The Reality of Being A Ginger

Ed Sheeran, Prince Harry, Donald Trump, and Emma Stone are some of the famous ginger people today. Some people characterized them as ginger or redhead because of their unique red hair color, pale skin, and abounding freckles. In the past, the Egyptians wiped out maidens with red hair because they consider them luckless. Contrary to the Egyptian’s belief, Greeks appreciated the ginger hair because it signified honor and courage. The human population consists of less than 2% of ginger people or approximately 140 million people. Scotland holds the record of most natural ginger with 13%, and Ireland follows with 10% of the population.


According to the study of Kevin O’Regan from the University of College Cork, bullies subject gingers to Gingerism or the abuse of redheads. He recorded 1,742 survey answers from 20 countries, and he arrived at a conclusion that 60.6% males and 47.3% of females had experienced discrimination solely because of their red hair color. The numerous misconceptions, falsehoods, and stereotypes aimed at gingers started way back, and it is but necessary to point out facts about them now.


Genetically speaking, the red hair gene is a recessive characteristic that comes with a mutant gene called MC1R or melanocyte-stimulating hormone receptor in chromosome 16. Since the trait is passive, there is barely a 25% probability that an offspring is redhead provided that both parents carry the gene. The red hair color of ginger people does not turn gray when they aged, unlike different hair colors. The red hair only fades to blonde or white, but it does not wear out its natural pigment. Dr. Leslie Baumann, a dermatologist, explained that gingers have red hair and freckles due to the abundant presence of pheomelanin, a type of melanin pigment.

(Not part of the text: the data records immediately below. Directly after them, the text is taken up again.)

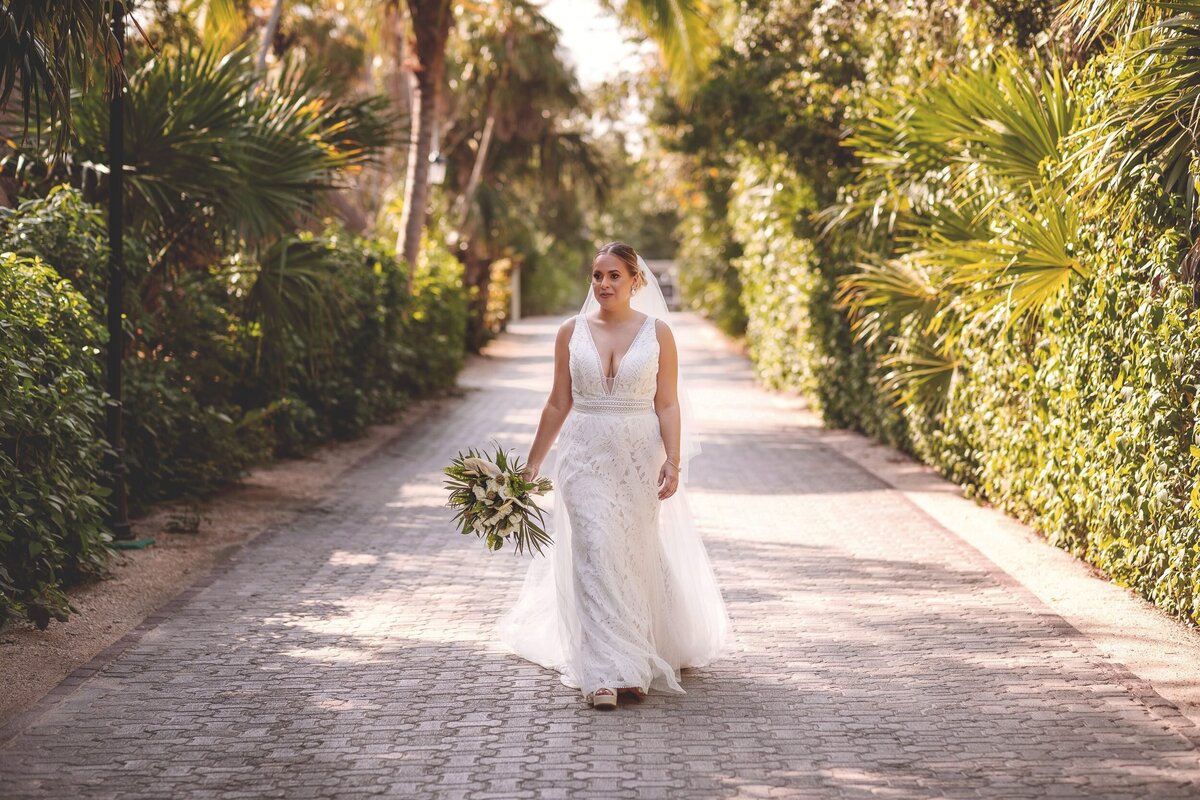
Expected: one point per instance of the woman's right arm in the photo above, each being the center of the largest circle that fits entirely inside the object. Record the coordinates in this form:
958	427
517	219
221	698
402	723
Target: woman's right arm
553	414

Moreover, the mutation in MC1R came with several drawbacks such as more pain sensitivity and high skin cancer risk. Redheads are more sensitive to pain compared to other individuals since the mutation affected their pain receptor as well. A study by the group of Dr. Edwin Liem from the University of Louisville showed that redheads are more sensitive to temperature and may experience pain when the temperature reaches -11 degrees Celcius. They also initiated research about the sensitivity of redheads to the dental and medical anaesthetic. However, a different group of scientists from McGill University contradicted Liem’s claim. They found that redheads are less sensitive to pain from electric shock and more sensitive to the effects of specific pills such as analgesic and painkillers.

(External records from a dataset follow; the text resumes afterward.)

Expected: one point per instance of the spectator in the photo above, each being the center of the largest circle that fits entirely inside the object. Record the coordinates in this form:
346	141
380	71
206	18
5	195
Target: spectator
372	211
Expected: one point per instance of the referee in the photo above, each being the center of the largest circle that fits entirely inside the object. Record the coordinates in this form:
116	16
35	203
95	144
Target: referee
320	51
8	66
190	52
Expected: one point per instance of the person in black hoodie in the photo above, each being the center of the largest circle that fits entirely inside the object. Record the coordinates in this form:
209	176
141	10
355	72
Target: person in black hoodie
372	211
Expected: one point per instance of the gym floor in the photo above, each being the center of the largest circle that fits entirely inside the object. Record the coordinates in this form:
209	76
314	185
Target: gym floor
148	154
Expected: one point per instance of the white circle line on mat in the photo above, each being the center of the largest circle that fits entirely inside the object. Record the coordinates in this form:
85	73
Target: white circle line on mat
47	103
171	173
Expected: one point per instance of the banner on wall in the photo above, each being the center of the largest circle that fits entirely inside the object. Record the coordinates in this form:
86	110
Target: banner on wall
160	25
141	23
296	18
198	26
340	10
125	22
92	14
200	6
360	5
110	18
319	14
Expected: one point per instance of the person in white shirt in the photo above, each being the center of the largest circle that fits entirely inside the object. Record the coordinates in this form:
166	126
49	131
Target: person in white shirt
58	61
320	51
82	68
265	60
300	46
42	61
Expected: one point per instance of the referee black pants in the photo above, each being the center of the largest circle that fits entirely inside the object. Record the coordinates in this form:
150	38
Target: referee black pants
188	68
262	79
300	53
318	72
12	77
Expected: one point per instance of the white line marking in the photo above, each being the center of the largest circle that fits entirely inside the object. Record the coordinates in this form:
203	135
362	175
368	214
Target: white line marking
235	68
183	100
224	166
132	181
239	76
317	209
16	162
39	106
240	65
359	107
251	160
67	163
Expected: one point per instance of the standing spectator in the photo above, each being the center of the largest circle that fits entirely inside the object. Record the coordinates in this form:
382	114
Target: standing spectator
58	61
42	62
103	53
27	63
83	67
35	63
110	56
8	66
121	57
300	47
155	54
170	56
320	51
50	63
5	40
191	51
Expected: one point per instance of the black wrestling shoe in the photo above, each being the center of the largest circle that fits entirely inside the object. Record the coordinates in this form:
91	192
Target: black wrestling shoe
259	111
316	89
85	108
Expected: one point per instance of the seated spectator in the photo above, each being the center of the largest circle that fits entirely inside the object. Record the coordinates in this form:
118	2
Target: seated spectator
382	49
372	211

Another disadvantage that arose from the gene mutation was the risk of skin cancer or melanoma. In a recent study from 2016, scientists conducted an experiment on mice to study melanoma on pale-skinned individuals when highly exposed to the ultraviolet (UV) rays. They compared the different skin samples of mice and found that pheomelanin damaged the skin of the redheaded mice three times due to stress. Their analysis concluded that redheads are more sensitive to the sun due to the less production of eumelanin, another kind of melanin pigment, in their skin.


The MC1R gene — the carrier of red hair — also controls the division of cancer cells in men. In 2013, researchers from Finland’s National Institute for Health and Medicine proved that ginger males only have 46% probability to develop prostate cancer compared to individuals with different hair tone.


Ginger people were subjected to several puns and name-calling in the past and even at present, but it is evident that their “imperfections” have benefits rather than disabilities.